À dire vrai, qu’est-ce que le saut définit dans l’abstraction si ce n’est la radicale coupure entre ressemblance et dépiction, entre réalisme et autonomie du peint ? Dualité que Rembrandt, dans un geste récurrent, une incalcubale audace, et un “don” extraordinaire, aura commencé de paralléliser dans un même tableau, et ce à plusieurs et nombreuses reprises.

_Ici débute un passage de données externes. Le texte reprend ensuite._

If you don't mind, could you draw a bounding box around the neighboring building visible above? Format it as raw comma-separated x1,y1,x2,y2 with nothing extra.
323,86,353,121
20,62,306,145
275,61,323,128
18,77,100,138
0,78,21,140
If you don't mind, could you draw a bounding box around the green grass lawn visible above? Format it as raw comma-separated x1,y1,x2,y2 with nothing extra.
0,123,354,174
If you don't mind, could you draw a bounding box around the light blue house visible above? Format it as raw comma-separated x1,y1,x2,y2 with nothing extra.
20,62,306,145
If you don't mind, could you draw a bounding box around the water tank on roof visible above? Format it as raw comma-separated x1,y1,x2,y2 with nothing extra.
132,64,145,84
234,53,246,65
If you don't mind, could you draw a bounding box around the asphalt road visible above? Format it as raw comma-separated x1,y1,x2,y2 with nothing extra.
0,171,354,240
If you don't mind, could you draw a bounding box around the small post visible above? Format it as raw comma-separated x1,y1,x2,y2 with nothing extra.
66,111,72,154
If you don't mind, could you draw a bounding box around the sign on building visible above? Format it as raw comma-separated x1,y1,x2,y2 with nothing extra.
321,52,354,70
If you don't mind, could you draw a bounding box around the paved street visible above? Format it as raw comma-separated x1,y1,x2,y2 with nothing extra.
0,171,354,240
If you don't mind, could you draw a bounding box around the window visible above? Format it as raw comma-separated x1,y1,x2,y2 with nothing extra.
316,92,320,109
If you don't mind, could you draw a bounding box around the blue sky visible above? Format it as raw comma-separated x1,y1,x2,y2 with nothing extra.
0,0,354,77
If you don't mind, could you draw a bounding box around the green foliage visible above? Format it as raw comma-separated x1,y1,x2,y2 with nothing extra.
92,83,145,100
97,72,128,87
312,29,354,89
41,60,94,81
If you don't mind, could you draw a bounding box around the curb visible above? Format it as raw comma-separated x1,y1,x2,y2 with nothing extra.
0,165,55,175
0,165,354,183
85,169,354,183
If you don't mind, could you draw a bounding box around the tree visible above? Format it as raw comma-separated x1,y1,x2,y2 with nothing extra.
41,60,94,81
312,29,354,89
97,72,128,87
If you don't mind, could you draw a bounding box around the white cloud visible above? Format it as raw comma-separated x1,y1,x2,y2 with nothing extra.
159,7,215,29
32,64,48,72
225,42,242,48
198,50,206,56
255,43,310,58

Reprise → À l’inverse, ciel et eau maritime de Doig sont juste repoussants ; ce n’est pas de la bonne peinture, et voilà comment on surdétermine un peintre. Il peut paraître anachronique de comparer des tableaux de Monet avec ceux d’un peintre contemporain, mais, je vous le dis, si un peintre n’est pas capable de questionner le réel mieux que Monet, et ceci 110 ans plus tard, alors ce n’est même pas la peine. La plupart des tableaux de Monet demeurent des propositions, et pas seulement des “objets historiques”, des propositions qui restent d’une extraordinaire audace et vivacité. A contrario, il n’est pas du tout certain que les tableaux de Doig puissent bénéficier d’une semblable atemporalité. Cependant, d‘aucuns pourraient juger qu’il est inconséquent de comparer Doig et Monet, alors, tenez !, voici un ciel chez Gerhard Richter :
Chez Richter, on voit, à peu près, comment le ciel est dépeint, c’est-à-dire que, comme chez Monet, on voit la peinture, on ne l’oublie pas au profit du motif (i.e., l’illusionnisme), mais, comme chez Monet, la manière est cohérente, autrement dit, on y “croit”, à ce ciel, même si l’on sait qu’il n’est pas réel, et c’est encore autre chose que ce que l’on définit classiquement comme l’illusionnisme. Autrement dit, tant chez Monet que Richter, la matière n’est pas tant illusoire qu’elle “tient”, i.e., l’assemblage des textures est pertinent, to say the least.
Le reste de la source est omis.